Kicking her out will break the relationship. And make her feel abandoned.

tobedo · 05/02/2017 03:59

Not only lazy and entitled but rude, spiteful and inconsiderate to the whole family.

She has the luxury of having the choice of 3 places to live in, a month to shape up if she wants to stay at yours is plenty.

differentnameforthis · 05/02/2017 04:29

You are practically FORCING her into taking her relationship to the next level, she will be basically prostituting herself out so she has some where t sleep - don't you think if she really wanted to live with this guy, she would be?? This!! And op, you don't know that she will be welcome at her bf's...she may have said that on the past, but it may be an empty threat!!

When did it become normal for a 19 year old to behave like this? When the adults around her allow it.

echt · 05/02/2017 04:43

I think you also sound quite hard hearted and I wonder if you would be the same if it was your son who was doing this.

But he isn't. When he's doing the same as his step sister and the OP posts about how she loves the way he is, then will be the time for your comment.

RebootYourEngine · 05/02/2017 05:00

YANBU i would also kick her out. OP has spent the last two years helping and supporting dsd to sort her future but dsd has done nothing. Why should she be allowed to not work and support herself just because she wants to.

When my ds gets to that age and if he behaves like that he will be out. He is 12 yrs old and he has been told that if he is not in education he needs to get a job or he will be out. You teach your children how to be adults and adults have to work and support themselves.

user1477282676 · 05/02/2017 05:10

So she's no income and nowhere to go but her boyfriends.
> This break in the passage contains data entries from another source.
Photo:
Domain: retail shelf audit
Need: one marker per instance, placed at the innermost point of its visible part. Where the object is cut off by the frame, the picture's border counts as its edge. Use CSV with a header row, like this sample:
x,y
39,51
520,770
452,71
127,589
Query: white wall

YOU are unreasonable. 19 is young still. Many are immature still. If I were your partner I'd kick YOU out.

Mummyoflittledragon · 05/02/2017 05:21

User. It's ops house. So that's not going to happen.

Op I get where you are coming from. One month is a very short timescale. Hopefully it will shake her up and force her into a position of doing something. My husband's cousin was never made to grow up. Born to very screwed up parents, who completely ruined his life. He's just about 40. Has been to prison for assaulting his father, sponges off his mother after having bled her and his grandmother dry. Beats his mother. At 19 it's not too late to turn this young woman's life around. At 40 and an alcoholic and drug user, sadly it is.